AUSTIN - As lawmakers opened the 85th Legislative Session on Tuesday, they learned this week that they will have less money to spend on the state's needs and services than two years ago. According to the biannual revenue estimate, presented by State Comptroller Glenn Hegar on Monday, budget writers in the Senate and House will have three billion dollars less to work with than last session. Though the state is predicted to take in slightly more in tax and fee revenue than in the current biennium, a measure passed by voters in November to dedicate a portion of sales tax revenue toward highway costs, about $4.7 billion for the next two years, means less money in state coffers. Add that to the decrease in the price of a barrel of oil, which means less revenue from oil and gas taxes, and the Legislature is going to have $104.9 billion in state non-dedicated general revenue available to appropriate.
Despite the decrease in available funds, Lt. Governor Dan Patrick said the state will find the money to better equip police officers at all levels of government. This comes after the shooting deaths of five Dallas police officers by an assailant with a high-powered rifle in July of last year. Patrick said at a Thursday press conference that he asked Dallas Senator Royce West to carry the bill, SB 12, which will make $25 million available for local, county and state law enforcement officials to purchase vests that can stop a rifle bullet.

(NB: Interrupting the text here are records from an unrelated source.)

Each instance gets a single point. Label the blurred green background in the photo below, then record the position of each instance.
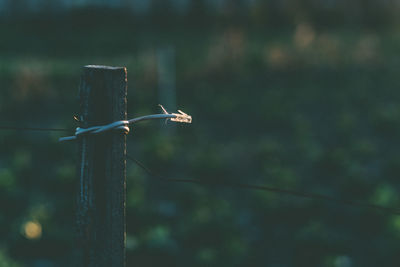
(294, 94)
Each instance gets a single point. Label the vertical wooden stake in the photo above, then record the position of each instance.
(102, 171)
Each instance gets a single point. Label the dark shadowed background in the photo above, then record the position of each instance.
(301, 95)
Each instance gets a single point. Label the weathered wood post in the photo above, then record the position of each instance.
(102, 171)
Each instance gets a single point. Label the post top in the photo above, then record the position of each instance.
(101, 67)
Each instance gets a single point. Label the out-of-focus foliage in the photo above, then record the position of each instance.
(305, 105)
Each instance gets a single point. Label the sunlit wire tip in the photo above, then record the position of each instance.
(181, 117)
(123, 125)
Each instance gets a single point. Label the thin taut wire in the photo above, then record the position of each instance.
(394, 211)
(10, 128)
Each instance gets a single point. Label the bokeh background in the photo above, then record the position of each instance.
(294, 94)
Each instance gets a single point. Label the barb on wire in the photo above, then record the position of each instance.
(123, 125)
(393, 211)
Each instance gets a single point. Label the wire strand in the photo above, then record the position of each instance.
(314, 196)
(10, 128)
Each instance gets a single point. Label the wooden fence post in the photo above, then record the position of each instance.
(102, 172)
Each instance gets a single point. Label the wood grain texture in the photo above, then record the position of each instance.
(102, 169)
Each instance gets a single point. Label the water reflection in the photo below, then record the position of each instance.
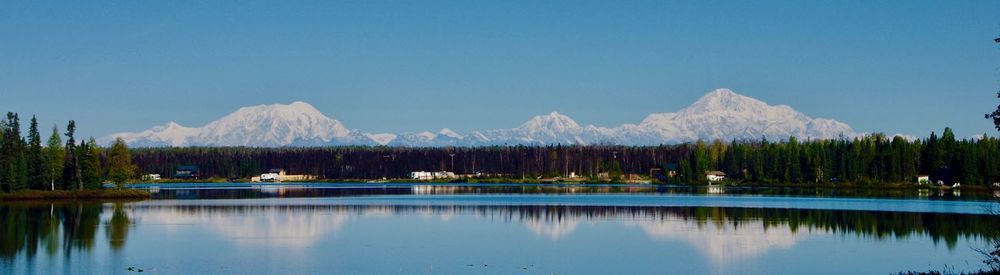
(721, 235)
(249, 191)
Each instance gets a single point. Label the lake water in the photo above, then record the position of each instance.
(505, 229)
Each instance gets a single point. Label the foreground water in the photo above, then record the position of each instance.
(513, 229)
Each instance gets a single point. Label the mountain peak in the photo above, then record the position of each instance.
(449, 133)
(552, 121)
(719, 114)
(725, 99)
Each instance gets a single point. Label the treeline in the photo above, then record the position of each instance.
(362, 162)
(871, 159)
(27, 164)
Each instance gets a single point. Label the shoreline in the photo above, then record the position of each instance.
(102, 194)
(846, 186)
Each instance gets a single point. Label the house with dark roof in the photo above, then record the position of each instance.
(187, 172)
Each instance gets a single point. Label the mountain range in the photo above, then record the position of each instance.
(720, 114)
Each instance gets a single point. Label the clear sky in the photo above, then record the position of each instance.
(395, 66)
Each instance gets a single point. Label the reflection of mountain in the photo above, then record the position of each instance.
(723, 234)
(557, 222)
(275, 227)
(723, 242)
(554, 229)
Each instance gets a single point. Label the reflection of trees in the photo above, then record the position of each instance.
(29, 227)
(117, 230)
(55, 227)
(878, 224)
(350, 190)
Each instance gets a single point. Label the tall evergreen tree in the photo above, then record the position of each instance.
(91, 171)
(36, 162)
(14, 162)
(995, 115)
(120, 167)
(71, 171)
(55, 159)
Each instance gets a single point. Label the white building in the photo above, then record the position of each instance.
(714, 176)
(421, 175)
(444, 175)
(424, 175)
(272, 175)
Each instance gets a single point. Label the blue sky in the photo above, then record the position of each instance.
(396, 66)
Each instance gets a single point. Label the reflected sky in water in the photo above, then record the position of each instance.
(448, 234)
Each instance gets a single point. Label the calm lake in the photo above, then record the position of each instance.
(493, 229)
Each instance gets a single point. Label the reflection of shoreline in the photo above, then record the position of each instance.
(547, 219)
(723, 242)
(724, 234)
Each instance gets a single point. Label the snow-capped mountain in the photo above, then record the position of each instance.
(295, 124)
(720, 114)
(723, 114)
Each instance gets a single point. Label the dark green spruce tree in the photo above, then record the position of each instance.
(36, 161)
(71, 170)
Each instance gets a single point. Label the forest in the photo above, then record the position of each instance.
(872, 159)
(27, 163)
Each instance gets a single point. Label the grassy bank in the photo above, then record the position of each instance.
(75, 195)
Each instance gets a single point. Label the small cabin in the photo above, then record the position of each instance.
(923, 179)
(714, 176)
(187, 172)
(421, 175)
(273, 175)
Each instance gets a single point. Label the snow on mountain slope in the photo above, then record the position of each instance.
(720, 114)
(295, 124)
(723, 114)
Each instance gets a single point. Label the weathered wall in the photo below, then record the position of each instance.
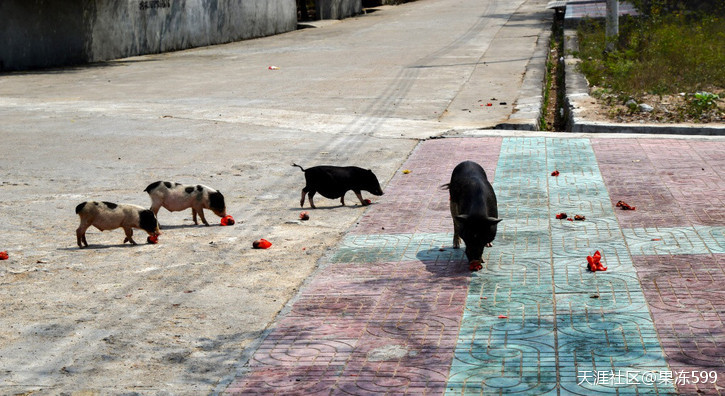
(337, 9)
(43, 33)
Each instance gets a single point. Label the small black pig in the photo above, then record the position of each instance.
(334, 181)
(176, 197)
(473, 209)
(109, 216)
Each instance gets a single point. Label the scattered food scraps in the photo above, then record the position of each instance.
(261, 244)
(624, 206)
(594, 262)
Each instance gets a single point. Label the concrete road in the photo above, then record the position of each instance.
(180, 317)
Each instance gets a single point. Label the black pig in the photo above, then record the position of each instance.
(334, 181)
(473, 209)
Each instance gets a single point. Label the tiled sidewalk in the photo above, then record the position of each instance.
(394, 309)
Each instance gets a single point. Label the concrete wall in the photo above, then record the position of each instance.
(337, 9)
(43, 33)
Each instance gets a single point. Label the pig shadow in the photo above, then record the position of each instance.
(92, 246)
(163, 227)
(318, 207)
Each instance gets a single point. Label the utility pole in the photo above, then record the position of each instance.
(612, 27)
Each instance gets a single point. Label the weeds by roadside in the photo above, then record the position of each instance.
(665, 69)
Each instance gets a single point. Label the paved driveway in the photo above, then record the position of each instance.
(179, 316)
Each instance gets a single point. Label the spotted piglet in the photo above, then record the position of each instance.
(176, 197)
(109, 216)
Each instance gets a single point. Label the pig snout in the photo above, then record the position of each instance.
(148, 222)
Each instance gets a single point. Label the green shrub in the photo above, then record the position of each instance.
(677, 53)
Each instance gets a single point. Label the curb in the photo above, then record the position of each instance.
(577, 97)
(527, 110)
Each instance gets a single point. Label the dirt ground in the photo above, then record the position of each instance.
(178, 317)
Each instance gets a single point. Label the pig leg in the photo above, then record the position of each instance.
(201, 216)
(81, 235)
(302, 200)
(456, 236)
(359, 196)
(129, 235)
(310, 195)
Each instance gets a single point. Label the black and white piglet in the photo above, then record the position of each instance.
(334, 181)
(176, 197)
(109, 216)
(474, 210)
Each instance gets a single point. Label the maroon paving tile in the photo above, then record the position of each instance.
(671, 182)
(685, 294)
(363, 328)
(414, 202)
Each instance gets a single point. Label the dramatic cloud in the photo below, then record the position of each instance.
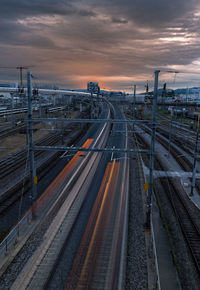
(115, 42)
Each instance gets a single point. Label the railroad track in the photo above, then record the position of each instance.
(107, 233)
(11, 131)
(74, 193)
(11, 193)
(184, 211)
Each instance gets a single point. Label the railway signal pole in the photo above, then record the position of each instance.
(195, 160)
(152, 149)
(33, 177)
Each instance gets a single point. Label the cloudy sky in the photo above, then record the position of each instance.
(115, 42)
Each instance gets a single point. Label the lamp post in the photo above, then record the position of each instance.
(152, 149)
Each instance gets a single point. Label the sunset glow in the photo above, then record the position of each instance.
(70, 43)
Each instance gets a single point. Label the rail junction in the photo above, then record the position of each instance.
(89, 203)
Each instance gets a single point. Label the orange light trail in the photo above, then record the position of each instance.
(60, 179)
(96, 229)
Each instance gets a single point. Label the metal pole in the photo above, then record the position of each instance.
(152, 149)
(195, 160)
(134, 100)
(170, 136)
(33, 177)
(12, 115)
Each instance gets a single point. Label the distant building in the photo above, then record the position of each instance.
(93, 87)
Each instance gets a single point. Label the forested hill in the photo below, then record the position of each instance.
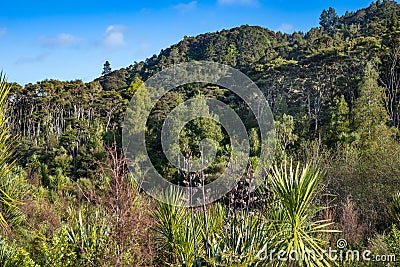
(336, 86)
(67, 198)
(256, 49)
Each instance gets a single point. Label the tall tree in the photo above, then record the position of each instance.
(6, 152)
(106, 68)
(370, 115)
(328, 19)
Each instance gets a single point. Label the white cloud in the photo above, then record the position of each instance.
(63, 39)
(32, 59)
(114, 36)
(286, 27)
(184, 8)
(239, 2)
(3, 31)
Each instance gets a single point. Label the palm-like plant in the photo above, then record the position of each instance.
(6, 153)
(296, 230)
(395, 207)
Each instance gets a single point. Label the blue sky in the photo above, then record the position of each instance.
(70, 40)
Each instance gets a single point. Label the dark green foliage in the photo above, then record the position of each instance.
(334, 91)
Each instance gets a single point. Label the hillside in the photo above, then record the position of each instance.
(335, 95)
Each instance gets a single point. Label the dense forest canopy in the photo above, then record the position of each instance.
(334, 92)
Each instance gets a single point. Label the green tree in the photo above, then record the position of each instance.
(7, 164)
(328, 19)
(339, 129)
(106, 68)
(370, 116)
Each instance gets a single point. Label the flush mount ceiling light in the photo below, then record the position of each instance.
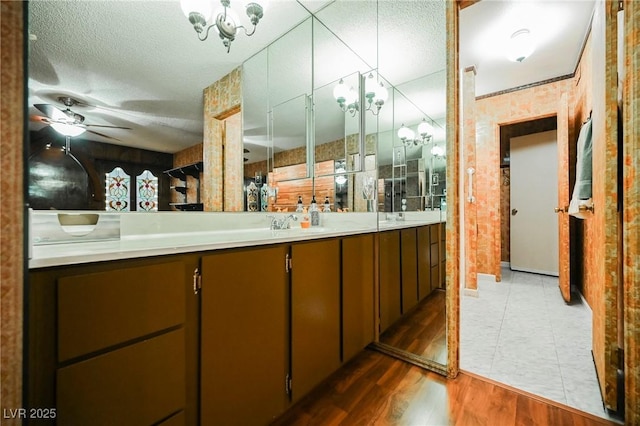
(520, 45)
(226, 20)
(408, 136)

"Let it be real clear, whether you are a Democrat or Republican, we support law enforcement," West said. "We don't want to have spouses worry about whether or not their loved ones are going to come home."
Also Thursday, Senator Kel Seliger of Amarillo announced he will seek to make permanent a pilot program aimed at helping kids graduate high school even if they have failed a standardized test. The state requires end of course competency exams, called STAAR tests, for English 1 and 2, US History, Biology and Algebra I to graduate, regardless of classwork. That's not fair to students who might have testing anxiety, learning disorders or language issues, said Seliger.
"Even though assessment systems are important, there is nothing magical about the STAAR exam," said Seliger. "The folks at NASA never took a TAKS or STAAR test, and yet we muddled our way to the moon."
He passed a measure last session to create Individual Graduation Committees. If a student has passed all their coursework and has failed no more than two STAAR end of course exams, they are eligible for the program. A committee made up of that student's teachers, school administrators, parents and guardians can consider the entirety of the student's high school career and recommend graduation. Seliger said it's already helped thousands of students. Though the measure is scheduled to expire in September, Seliger has filed a bill for this session, SB 463, to make the program permanent.
Finally this week, the Sunset Advisory Committee wrapped up its review of 25 state agencies conducted throughout the interim. Every state agency has to go through the Sunset process periodically to make sure it's operating efficiently and effectively. Some of the agencies reviewed this cycle include the State Bar, the Department of Transportation and the Texas Medical Board. These recommendations will now go into legislation, called Sunset bills, and must be approved by the legislature before the proposed reforms go into effect.
The Senate reconvened Tuesday, January 17 at 11 a.m.